For Media Inquiries

Jen VanRy

(585) 294-8280

Becky Wehle

(585) 294-8245

Genesee Country Village & Museum was founded in 1966 by John L. Wehle, created to help preserve the vanishing rural architecture of the Genesee Country, an area encompassing the Genesee River and stretching from the Finger Lakes to the Niagara Frontier and Lake Erie. Today, this living history museum includes a 19th-century village, a gallery, a nature center and 600 acres of gardens and wildlife.

More about GCV&M

  • GCV&M is New York State's largest living history museum and hosts more than 90,000 visitors each year.
  • Furnished with more than 15,000 artifacts, the Historic Village includes 68 structures originating from 11 counties in Western New York. Early maps and business directories guided the planning of the village.
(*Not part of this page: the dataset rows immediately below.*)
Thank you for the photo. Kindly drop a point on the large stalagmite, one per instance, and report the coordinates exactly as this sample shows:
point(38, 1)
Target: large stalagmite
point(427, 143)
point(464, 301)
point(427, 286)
Historians also built upon their knowledge of the past by reading court records, newspapers, inventories, journals and letters.
  • The buildings depict how a small town in the region might have changed over time, providing insight into the origins of current customs, traditions and social values. Grouped into three different periods in history, the village includes a Pioneer Settlement (1795–1830), Center Village (1830–1860) and Gas Light District (1860–1900). Each area has live trade, craft, cooking and agricultural demonstrations with knowledgeable interpreters in period-appropriate dress. The village depicts activities of everyday life as well as seasonal programs that allow visitors to see what it might have been like to refine maple sugar, harvest field crops, participate in an agricultural fair, celebrate Yuletide or fight a Civil War battle.
  • More than a dozen gardens populate Genesee Country Village & Museum. Each of the village gardens is designed as part of a building’s historical environment. There is a medicinal herb garden, several hardy vegetable gardens and ornamental gardens reflecting the tastes of the 19th-century leisure class.
  • In the museum, the world-renowned John L. Wehle Gallery features paintings, prints and sculptures of sporting and wildlife art that span four centuries. Its Susan Greene Historic Costume Collection is heralded as one of the finest collections of 19th-century clothing in North America. Together, the exhibits help visitors gain a deeper appreciation of America’s past.
  • The Genesee Country Nature Center includes hundreds of acres of woodlands, meadows, old fields, geologic formations, ponds and streams. With five miles of themed nature trails and 175 acres of wildlife habitat, the grounds are open year-round for visitors to explore natural history and the area’s flora and fauna. Museum naturalists regularly lead walks to explore its tantalizing wonders.
  • Silver Base Ball Park, the first and finest replica 19th-century base ball park in the country, is the place every summer that turns into a Field of Dreams. Here, on summer weekends, players dressed in long-sleeved, wool-blend jerseys play on clubs that existed in the Rochester area in the 1860s, before the introduction of gloves and other protective gear. The program also includes two women's teams - the Belles and Porters (nee Priscilla Porter's Astonishing Ladies Base Ball Club, who hearken back to the women's barnstorming clubs of the era).